Letters To The Editor


August 23, 2006

New grade standard levels playing field

As a teacher in Baltimore's public schools, I applaud the change of the system's minimum passing grade from 70 to 60 ("Feud over schools heats up," Aug. 17).

As a teacher, it helps me because, frankly, not all kids are average at every subject. Under the earlier system, I ended up with a ton of kids bunched right in the 68 percent to 72 percent range and sometimes had to juggle numbers to get kids to pass.

Setting a grade of a 70 as a minimum passing grade just watered down what a "C" really was. Sometimes, a kid works pretty hard and just gets a "D." It happens.

The traditional A-B-C-D grading scale works to allow an appropriate grade for a kid who does not deserve not to have to retake a class but still isn't up to the average level of the class.

As much as we would like every student to be at least average in every subject, it does not always happen, and the "D" grade allows for that.

The reason the school board made the change, however, is much more practical.

Under the old system, graduates of city public schools would be credited with a 0.0 on their 0-4.0 scale when applying to college if they received a grade between 60 and 69. Kids from the county would receive a credit of a 1.0 on that scale for the same numerical grade.

Thus already-disadvantaged city kids were being judged more harshly than kids from the rest of the state on college admissions.

This is blatantly unfair.

Why should a kid in Baltimore County or Cecil County pass for getting a grade of 65 percent and get that passing grade on his or her high school transcript but not a city student?

This change in policy did not lower standards. It just puts the district on a level playing field with most school districts in the state and the nation.

Mark Miazga


The writer teaches English at Baltimore's City College High School.

Mayoral control isn't cure for school woes

Whatever the outcome of the current finger-pointing over the under-performance of Baltimore's schools, it is merely a taste of what is in store for taxpayers if mayoral control of the city's schools ever becomes a reality ("Middle school slide," editorial, Aug. 20).

The problem is that when mayors take over control of school systems, the schools become only one of a series of issues that voters must consider when assessing the mayor.

As a result, accountability for school achievement is diffused rather than focused.

It's important to bear in mind that it was bare-knuckle politics that led to the rise of independently elected school boards during the Progressive era in the early 1900s.

That's an indispensable lesson for Baltimore today.

Walt Gardner

Los Angeles

The writer is a former teacher and lecturer at the UCLA Graduate School of Education.

An inexcusable low in anti-Muslim bias

While I have become shamefully accustomed to displays of anti-Arab and anti-Muslim bigotry in The Sun, Victor Davis Hanson's column "Excuse after excuse for Islamist violence" (Opinion

Commentary, Aug. 18) was a new low.

Mr. Hanson is sick of hearing the "tired whines," "gripes" and "grumbles" of "Islamists" who want to kill Americans because "they" are scared of the "dynamism" of "Western culture."

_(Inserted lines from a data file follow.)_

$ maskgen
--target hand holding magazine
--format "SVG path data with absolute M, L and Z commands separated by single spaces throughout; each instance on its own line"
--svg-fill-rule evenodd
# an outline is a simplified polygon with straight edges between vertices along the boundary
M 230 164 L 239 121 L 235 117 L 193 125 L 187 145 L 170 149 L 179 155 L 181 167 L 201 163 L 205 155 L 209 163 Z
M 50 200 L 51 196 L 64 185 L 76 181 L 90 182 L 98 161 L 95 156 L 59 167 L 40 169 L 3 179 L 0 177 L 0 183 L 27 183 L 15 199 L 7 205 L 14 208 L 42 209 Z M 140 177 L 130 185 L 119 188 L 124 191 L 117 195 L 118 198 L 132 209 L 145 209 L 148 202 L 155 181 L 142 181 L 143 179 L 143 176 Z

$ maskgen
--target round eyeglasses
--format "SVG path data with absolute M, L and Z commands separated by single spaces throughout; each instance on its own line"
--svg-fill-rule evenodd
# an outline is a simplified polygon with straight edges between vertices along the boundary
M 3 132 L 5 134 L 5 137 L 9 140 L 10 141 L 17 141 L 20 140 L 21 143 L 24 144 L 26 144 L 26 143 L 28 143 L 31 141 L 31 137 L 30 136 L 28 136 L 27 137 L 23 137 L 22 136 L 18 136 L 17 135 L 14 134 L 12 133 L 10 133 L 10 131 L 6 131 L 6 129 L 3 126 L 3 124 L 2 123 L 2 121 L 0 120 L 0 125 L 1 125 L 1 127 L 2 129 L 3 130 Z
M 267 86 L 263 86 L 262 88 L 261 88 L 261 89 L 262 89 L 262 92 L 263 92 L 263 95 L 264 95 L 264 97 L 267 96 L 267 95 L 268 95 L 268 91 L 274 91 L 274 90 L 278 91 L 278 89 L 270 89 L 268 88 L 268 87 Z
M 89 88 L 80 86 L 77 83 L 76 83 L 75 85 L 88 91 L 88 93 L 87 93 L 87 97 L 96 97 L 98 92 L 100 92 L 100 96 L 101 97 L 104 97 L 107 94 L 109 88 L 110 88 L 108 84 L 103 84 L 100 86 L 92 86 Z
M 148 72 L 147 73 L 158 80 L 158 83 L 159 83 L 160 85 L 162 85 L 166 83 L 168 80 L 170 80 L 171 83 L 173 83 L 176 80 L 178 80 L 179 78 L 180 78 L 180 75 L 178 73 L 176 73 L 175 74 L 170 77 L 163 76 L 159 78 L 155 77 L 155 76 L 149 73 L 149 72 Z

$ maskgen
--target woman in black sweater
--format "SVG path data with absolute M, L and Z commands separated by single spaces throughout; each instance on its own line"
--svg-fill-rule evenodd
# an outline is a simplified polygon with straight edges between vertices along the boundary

But he's somewhat vague about whom he is actually describing.

The handful of Pakistanis recently arrested in the United Kingdom by the same security agencies that a year ago shot a Brazilian man in the face on the subway because he looked like a "terrorist"?

The people of Lebanon, who have just survived a month-long campaign of destruction at the bloody hands of the Middle East's only nuclear power?

Or is Mr. Hanson simply referring to our brown-skinned neighbors or the man in line behind us at the airport?

Ben Dalbey


Finding the footage of our own mugging

I think it's a fine idea to use surveillance cameras on Baltimore's mean streets ("Jessamy criticized over cameras," Aug. 16).

Just think, now you could get mugged and then be able to get to see a picture of your mugging.

Ruth Fried

Owings Mills

Neighbors mobilized to help abused child

I was horrified and outraged to read about one more case of child sexual abuse in which the victim was abandoned by the "justice" and social service systems ("Child's case ignites protest," Aug. 16)

But I was heartened as well. Heartened that the article about the case was not just two paragraphs buried in the back of the Maryland section but was right on the section's front page.

Even more encouraging was the fact that the girl's neighbors rallied to protect her. They didn't avert their gaze or figure it was just a "family problem;" they took action on her behalf.

Somehow, the justice system and the social services agencies didn't realize that placing the wolf right back in the henhouse was not the most, um, judicious way to protect a girl from further trauma.

Thankfully, her neighbors and the prosecutors did.

One in three girls and one in six boys is sexually abused by the age of 18. Ninety-three percent of them know their abuser.